JV: So, there are a couple of things I’m working on that hopefully will start to solve some of the problems I write about in the book instead of just talking about and diagnosing the problems.

So the first is an investment initiative I’m working on called the “Rise of the Rest.” The basic thesis of the “Rise of the Rest” is there are a lot of good businesses and good entrepreneurs in areas of the country that have these forgotten people.

They just need access to capital and they need access to investment that will create jobs, that will create successful new businesses and will hopefully start to bring some economic opportunity to some areas that don’t necessarily have it.

The other thing I started is a nonprofit organization called “Our Ohio Renewal.” You can go and follow it online, [ourohiorenewal.com/]. The basic thesis of that is we’ve got to solve some of these problems locally, at the state and local level.

Hopefully that nonprofit organization will make some headway in addressing the opioid crisis which affects a lot of the problems I talk about, is driven by a lot of the problems I talk about.

I think if we don’t figure out this particular drug epidemic, then it’s going to be really tough to restabilize some of these families and some of these kids.

GW: Have you gone back and talked to the families in these communities that you wrote so eloquently about, and what was their reaction to both to your book and where they see the country now today? Are they more optimistic or are they still pessimistic?

JV: I think a lot of folks are a little bit more optimistic because I think a lot of them are happy with the election outcome. But I think there’s still a recognition that these problems are really long term. It’s not for any one administration or one set of public officials to solve and they’re going to be with us for a long time.

Real progress comes slow and steady as opposed to everything just getting better all at once.

The reaction to my book was mostly positive. There were definitely some folks who were worried that I maybe aired too much of the dirty laundry, that I told too much of the negative story of what’s going on in the community. But most people know the problems that I write about very personally and they are just glad that someone actually told the story not from an outsider’s perspective but an insider’s perspective.

GW: Like a fly-in journalist as opposed to someone who’s actually been there. What have you not been asked in all your interviews? What topic have you not covered that you would like to share something on?

JV: That’s a tough one because that puts me in the position of you and I’m not a journalist.
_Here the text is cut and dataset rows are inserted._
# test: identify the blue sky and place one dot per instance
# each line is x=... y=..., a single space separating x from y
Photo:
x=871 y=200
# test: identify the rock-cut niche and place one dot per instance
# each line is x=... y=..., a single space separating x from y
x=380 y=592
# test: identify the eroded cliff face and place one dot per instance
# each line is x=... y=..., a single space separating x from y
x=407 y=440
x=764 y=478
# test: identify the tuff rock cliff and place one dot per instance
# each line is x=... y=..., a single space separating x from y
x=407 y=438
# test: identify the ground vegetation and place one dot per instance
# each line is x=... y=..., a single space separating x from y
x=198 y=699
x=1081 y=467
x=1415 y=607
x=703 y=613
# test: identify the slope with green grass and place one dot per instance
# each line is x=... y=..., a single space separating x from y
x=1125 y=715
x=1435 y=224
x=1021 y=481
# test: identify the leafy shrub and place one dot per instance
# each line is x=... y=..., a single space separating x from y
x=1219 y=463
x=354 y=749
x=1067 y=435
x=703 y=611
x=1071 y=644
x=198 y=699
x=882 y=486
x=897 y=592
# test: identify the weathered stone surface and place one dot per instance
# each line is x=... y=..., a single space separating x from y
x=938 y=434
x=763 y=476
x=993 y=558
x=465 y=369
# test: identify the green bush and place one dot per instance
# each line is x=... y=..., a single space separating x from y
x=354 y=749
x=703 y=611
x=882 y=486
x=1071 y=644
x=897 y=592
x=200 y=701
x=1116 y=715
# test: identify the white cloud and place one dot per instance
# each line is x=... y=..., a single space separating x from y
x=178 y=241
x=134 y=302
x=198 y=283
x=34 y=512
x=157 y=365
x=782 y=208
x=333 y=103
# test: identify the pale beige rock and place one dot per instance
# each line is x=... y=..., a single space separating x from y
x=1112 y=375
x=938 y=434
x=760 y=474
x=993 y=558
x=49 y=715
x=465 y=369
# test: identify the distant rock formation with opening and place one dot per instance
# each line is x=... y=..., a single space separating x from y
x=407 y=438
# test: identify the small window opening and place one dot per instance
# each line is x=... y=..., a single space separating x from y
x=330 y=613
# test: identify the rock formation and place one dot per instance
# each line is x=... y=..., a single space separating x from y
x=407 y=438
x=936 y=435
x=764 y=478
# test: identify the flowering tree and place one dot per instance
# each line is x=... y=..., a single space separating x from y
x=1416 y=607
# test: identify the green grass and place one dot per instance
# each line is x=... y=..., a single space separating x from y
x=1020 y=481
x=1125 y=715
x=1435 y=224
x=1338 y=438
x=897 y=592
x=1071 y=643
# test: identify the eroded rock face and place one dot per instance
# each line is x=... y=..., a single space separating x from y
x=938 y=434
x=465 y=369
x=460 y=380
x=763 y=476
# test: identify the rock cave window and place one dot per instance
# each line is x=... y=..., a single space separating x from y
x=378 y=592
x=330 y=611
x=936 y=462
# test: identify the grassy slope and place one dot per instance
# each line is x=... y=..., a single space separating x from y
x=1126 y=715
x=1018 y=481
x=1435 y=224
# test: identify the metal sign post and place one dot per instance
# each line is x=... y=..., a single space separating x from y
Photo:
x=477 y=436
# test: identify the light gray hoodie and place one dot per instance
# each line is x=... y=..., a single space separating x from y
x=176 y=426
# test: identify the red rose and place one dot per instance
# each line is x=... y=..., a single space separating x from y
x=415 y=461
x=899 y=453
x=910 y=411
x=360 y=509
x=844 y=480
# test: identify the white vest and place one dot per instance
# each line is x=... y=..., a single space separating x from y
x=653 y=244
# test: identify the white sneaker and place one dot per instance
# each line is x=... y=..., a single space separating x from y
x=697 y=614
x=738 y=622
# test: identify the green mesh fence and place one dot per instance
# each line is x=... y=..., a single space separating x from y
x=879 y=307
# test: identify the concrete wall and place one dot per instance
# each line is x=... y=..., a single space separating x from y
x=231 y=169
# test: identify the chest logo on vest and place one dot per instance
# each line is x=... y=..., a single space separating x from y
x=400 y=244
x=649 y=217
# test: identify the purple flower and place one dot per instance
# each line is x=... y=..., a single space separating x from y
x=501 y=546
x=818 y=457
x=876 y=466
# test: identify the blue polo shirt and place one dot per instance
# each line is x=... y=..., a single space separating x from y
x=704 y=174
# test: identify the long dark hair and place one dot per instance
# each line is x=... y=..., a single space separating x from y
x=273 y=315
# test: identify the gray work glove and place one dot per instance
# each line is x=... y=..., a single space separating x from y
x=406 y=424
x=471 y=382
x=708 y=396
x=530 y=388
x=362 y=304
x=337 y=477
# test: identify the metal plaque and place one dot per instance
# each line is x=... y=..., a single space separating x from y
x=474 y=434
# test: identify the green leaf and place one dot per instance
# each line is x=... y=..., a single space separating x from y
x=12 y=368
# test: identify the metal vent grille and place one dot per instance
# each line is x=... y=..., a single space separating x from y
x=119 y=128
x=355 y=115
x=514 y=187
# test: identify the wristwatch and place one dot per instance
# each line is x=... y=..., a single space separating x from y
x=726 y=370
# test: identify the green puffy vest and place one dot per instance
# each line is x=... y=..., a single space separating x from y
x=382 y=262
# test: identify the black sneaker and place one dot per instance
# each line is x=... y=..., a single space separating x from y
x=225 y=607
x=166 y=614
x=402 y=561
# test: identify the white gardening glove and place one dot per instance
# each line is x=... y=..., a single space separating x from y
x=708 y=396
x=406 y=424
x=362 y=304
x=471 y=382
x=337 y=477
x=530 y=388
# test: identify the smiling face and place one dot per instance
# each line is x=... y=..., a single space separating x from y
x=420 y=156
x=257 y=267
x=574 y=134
But one question that I don’t know if I’ve been asked it, but I certainly haven’t been asked it much, is what I think some of the big misunderstandings of the book are.

I would say the biggest misunderstanding and the biggest problem I’ve had with some of the reception to the book is the idea that it’s a sort of “pull yourself up by your bootstrap story.” I’m not saying it’s all about the individual pulling themselves up by the bootstraps, I’m saying that family and community and culture mattered.

I think my grandma mattered. I think the Marine Corps served in for four years gave me a lot of opportunities. I think my sister and aunt mattered. I think that recognition is actually a very conservative insight. It’s a recognition that some of the middle layers of society actually matter, that it’s not all about the government.

So it is a conservative book, but I don’t think it’s all about the individual doing all the stuff themselves. It’s a recognition that we need somebody in our lives and we need institutions in our lives that actually make it easier to have much opportunity.

GW: J.D. Vance, thank you very much.